8. It is clear from the above that whereas interest under Section 34 is not treated as a part of income subject to tax, the interest earned under Section 28, which is on enhanced compensation, is treated as a accretion to the value and therefore, part of the enhanced compensation or consideration making it exigible to tax. After holding that interest on enhanced compensation under Section 28 of 1894 Act is taxable, the Court dealt with the other aspect namely, the year of tax and answered this question by holding that it has to be tested on receipt basis, which means it would be taxed in the year in which it is received.
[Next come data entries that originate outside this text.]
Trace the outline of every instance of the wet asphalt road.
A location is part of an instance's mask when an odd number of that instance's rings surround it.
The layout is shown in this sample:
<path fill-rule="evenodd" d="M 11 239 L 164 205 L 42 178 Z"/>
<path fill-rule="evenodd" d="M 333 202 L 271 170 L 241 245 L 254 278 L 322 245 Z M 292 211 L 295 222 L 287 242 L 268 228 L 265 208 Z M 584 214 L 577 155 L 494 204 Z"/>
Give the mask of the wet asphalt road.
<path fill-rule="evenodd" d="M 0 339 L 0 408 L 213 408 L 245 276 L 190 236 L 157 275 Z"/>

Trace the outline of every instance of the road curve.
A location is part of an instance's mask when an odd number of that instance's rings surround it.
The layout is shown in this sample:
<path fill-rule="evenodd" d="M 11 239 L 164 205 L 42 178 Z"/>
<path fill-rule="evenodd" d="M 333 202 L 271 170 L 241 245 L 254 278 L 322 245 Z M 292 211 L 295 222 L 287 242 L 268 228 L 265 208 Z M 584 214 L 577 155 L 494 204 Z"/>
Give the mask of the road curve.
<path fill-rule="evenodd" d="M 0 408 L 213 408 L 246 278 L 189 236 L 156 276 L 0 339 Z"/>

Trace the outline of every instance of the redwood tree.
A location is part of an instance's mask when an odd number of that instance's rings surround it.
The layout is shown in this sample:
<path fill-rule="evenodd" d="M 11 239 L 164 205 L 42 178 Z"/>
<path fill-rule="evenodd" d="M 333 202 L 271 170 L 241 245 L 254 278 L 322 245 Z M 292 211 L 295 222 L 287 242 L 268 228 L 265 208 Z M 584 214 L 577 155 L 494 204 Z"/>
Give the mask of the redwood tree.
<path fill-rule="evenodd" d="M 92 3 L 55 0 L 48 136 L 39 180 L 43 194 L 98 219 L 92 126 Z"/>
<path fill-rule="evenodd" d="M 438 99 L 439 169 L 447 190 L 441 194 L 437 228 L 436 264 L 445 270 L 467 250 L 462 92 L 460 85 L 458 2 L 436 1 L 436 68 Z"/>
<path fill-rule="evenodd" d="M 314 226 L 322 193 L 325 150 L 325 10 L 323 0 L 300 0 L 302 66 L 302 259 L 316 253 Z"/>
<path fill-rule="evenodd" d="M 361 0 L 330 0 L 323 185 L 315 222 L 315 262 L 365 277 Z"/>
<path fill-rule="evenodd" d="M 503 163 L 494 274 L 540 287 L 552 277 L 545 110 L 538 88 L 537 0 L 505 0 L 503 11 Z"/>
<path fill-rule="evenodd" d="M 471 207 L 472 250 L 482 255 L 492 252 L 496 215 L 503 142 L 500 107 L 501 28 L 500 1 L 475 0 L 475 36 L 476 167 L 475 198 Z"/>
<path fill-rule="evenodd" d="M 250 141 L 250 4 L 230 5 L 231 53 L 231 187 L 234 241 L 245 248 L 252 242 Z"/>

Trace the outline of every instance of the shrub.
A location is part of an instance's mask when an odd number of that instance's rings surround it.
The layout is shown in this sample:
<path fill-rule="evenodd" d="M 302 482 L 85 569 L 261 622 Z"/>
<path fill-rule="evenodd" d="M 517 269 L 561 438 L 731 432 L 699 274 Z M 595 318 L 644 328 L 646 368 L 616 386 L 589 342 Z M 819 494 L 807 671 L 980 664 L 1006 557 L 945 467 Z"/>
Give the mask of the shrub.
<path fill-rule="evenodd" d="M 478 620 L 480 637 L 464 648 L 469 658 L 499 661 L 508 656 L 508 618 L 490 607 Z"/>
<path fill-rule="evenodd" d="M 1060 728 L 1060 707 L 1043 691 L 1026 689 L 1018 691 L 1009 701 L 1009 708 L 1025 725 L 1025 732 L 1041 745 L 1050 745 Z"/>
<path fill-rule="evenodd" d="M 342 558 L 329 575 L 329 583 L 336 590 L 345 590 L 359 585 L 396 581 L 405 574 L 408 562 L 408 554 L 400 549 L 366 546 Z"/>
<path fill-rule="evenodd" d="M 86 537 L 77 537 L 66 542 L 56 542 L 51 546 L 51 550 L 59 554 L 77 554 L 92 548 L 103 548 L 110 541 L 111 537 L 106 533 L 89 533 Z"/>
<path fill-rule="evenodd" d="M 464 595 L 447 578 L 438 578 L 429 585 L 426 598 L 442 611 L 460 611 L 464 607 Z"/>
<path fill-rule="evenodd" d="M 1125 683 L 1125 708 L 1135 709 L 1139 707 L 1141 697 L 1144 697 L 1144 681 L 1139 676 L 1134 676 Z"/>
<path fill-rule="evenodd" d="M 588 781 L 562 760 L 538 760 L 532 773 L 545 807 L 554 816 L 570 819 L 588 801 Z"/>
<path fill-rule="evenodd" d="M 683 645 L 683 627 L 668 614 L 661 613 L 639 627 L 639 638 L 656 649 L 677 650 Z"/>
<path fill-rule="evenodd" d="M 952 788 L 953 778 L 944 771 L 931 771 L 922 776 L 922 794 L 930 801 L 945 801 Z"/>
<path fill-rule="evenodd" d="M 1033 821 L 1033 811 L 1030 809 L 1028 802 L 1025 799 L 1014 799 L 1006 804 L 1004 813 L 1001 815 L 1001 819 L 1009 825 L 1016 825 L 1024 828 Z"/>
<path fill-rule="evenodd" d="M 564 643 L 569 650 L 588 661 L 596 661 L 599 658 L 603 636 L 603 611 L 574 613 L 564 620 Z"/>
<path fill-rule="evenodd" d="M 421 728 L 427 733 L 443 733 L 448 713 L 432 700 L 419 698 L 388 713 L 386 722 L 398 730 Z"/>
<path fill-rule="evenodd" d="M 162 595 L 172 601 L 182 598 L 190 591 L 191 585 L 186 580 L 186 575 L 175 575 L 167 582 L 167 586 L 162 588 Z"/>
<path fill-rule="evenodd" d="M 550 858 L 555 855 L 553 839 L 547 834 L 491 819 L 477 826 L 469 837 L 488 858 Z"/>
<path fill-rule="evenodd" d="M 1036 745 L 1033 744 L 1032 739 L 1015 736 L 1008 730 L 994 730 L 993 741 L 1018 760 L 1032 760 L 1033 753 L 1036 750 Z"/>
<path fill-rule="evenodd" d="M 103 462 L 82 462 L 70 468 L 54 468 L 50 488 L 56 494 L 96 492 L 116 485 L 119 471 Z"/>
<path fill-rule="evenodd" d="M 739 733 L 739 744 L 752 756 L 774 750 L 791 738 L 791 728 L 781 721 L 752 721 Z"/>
It would mean that converse position i.e. spread over of this interest on accrual basis is not permissible. Here again, we would like to reproduce the discussion contained in paras 53 and 54 which gives the rational in coming to the said conclusion. Paras 53 and 54 read as under:
“53. The scheme of Section 45(5) of the 1961 Act was inserted w.e.f. 1-4- 1988 as an overriding provision. As stated above, compensation under the L.A.Act, 1894, arises and is payable in multiple stages which does not happen in cases of transfers by sale, etc. Hence, the legislature had to step in and say that as and when the assessee claimant is in receipt of enhanced compensation it shall be treated as “deemed income” and taxed on receipt basis. Our above understanding is supported by insertion of clause
(c) in Section 45(5) w.e.f. 1-4-2004 and Section 155(16) which refers to a situation of a subsequent reduction by the court, tribunal or other authority and recomputation/ amendment of the assessment order.
54. Section 45 (5) read as a whole [including clause (c)] not only deals with reworking as urged on behalf of the assessee but also with the change in the full value of the consideration (computation) and since the enhanced compensation/consideration (including interest underSection 28 of the 1894 Act) becomes payable/ paid under the 1894 Act at different stages, the receipt of such enhanced compensation/ consideration is to be taxed in the year of receipt subject to adjustment, if any, under Section 155(16) of the 1961 Act, later on. Hence, the year in which enhanced compensation is received is the year of taxability. Consequently, even in cases where pending appeal, the court/tribunal/authority before which appeal is pending, permits the claimant to withdraw against security or otherwise the enhanced compensation (which is in dispute), the same is liable to be taxed under Section 45(5) of the 1961 Act. This is the scheme of Section 45(5) and Section 155(16) of the 1961 Act. We may clarify that even before the insertion of Section 45(5)(c) and Section 155(16) w.e.f. 1-4-2004, the receipt of enhanced compensation under Section 45(5)(b) was taxable in the year of receipt which is only reinforced by insertion of clause (c) because the right to receive payment under the 1894 Act is not in doubt.”
0. In view of the above discussion, we allow these appeals in part and set aside that portion of the impugned judgment of the High Court whereby spread over of the interest received undersection 28 of the 1894 Act, on the enhanced income is allowed with the direction that it would be taxed in the year in which such interest on enhanced compensation was received.
[ J. CHELAMESWAR ] …........................J.